シルキーは年に数回不定期でパーティーを開いている。
現在あまり人前に出る事のない彼女にとっては唯一の社交のようだ。
大きく告知される事はなく聞き伝えた友人、知人を中心に二十~三十人前後の人が集まって食事、お酒と音楽を落ち着いて楽しむ立食スタイルとなっている。

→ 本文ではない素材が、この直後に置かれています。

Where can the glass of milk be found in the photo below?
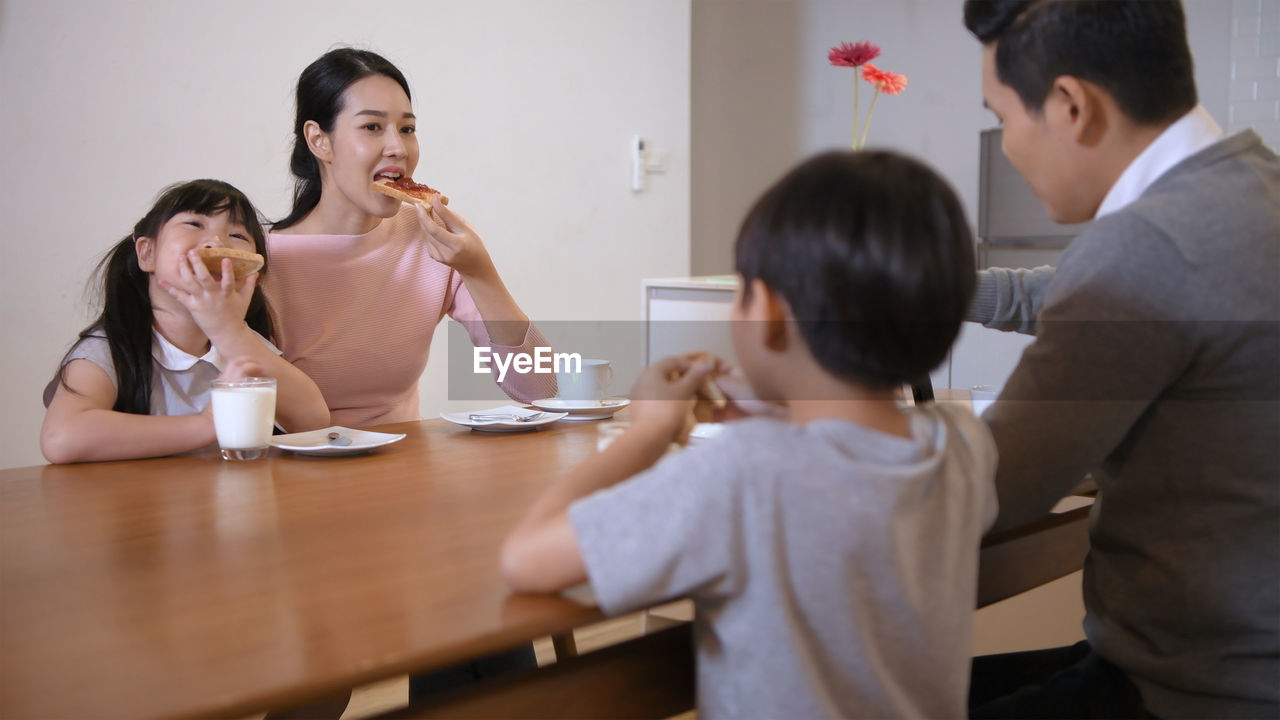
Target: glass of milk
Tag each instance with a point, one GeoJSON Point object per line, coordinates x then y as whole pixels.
{"type": "Point", "coordinates": [243, 417]}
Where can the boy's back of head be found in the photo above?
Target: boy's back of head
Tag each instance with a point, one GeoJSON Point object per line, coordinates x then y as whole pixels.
{"type": "Point", "coordinates": [1134, 49]}
{"type": "Point", "coordinates": [874, 258]}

リリアはシルキーのパーティーに出るのは今回が三回目。
最初にパーティーに出てシルキーに会うまでリリアはシルキーがトラウマを抱えたような人物を想像していたが、明るく控えめな笑顔が魅力的な女性であった。
「リリアね?背が高くてキュートな人ね、初めまして、楽しく過ごしていってね」
これがシルキーからリリアへの挨拶だった。
リリアは久々オークやオーガ女性以外で自分より背の高い女性に出会った。
一般的に魔力が強い種族は小柄だったり細身だが、シルキーは背が高くがっちり体系だった。
“やっぱり魔族なんだ”とリリアはちらっと思った。
シルキーはパーティー中、特にスピーチもなにもしない。輪の中心にもいなような人柄。ガーゴイルのガード、アンデッド、ゴーレムの執事が出迎える中、お客同士がかってに食事を始め、気がつくとシルキーが登場し、数刻皆と会話をして、いつの間にか会場から去っているのである。
リリアも最初はシルキーと挨拶程度の間柄だった。


「お!リリア、ちゃんと街に溶け込む恰好してるじゃん、出会い目的?」
夕刻アリスと一緒にリリアを迎えに来たペコがニヤニヤする。
リリアは街娘が着るようなロングのローブに白いグローブ姿。
「せっかく買ってあるからこういう服装もしないとね。ペコ達は良いわよね、魔法衣ってそのまま正装だものね」リリアはテレ笑いしている。
「お店が休みなら行きたかったですが… リリアは早く良い人見つけて勇者を引退してください」
「リリたん、そんな白いグローブしたらカレー飛ばして汚すニャン」
「リリたん、女性らしいピョン、ラビもそのうちパーティー行きたいピョン」
皆リリアの恰好を見てニヤニヤ見送る。
「勘違いしないでよね、あたし戦う恰好で行くのが嫌なだけだからね」
リリアは口を尖らせ少々照れながら出かけて行く。
弓は持っていないがホウキを手にしている。ちょっと変な恰好のお嬢さん。


で、リリア達はパーティーで楽しく過ごした。
豪華なダイニングルームで美味しい食事、風味の良いお酒、落ち着いた演奏、冒険者酒場のどんちゃん騒ぎと違った大人なパーティーが味わえる。
教会や商人関係の人も結構いるようだった。
屈強な冒険者達もここに招待されたら大人しく過ごしている。面倒を起こそうものならガーゴイルとゴーレムにつまみ出されかねない。それ以前にシルキーのパーティーをぶち壊そうなどもっての外。

「リリア大丈夫か?」
リリアは周囲に声を掛けられた。
リリアは焼き立てステーキと葡萄酒のグラスを手に目をしばしばさせている。
「お酒飲んだら… 眠くて眠くて… 瞼が床に落ちそうだよ」リリアはお疲れのようだ。
「私たち今日デュラハン退治から戻ってきたんだよ、リリアはちゃんとあの後休んだの?」ペコが聞く。
「夕方まで寝てたけど… お酒飲んだら…眠くなっちゃったよ…」リリアはしっかりとお肉を手に眠そう。
「まぁ、私もまだ疲れが抜けてないし、今日は無理しない方がいいよ、リリア」ペコ。
「うん… これ食べて、鹿肉のシチューを食べたらちょっと休憩してるよ」
リリアは眠そうに輪を離れていった。

次にペコがリリアを見たのは隅のソファーに横になって爆睡する姿。
ブランケットがかけられており、ブーツを脱いでリリアは熟睡中。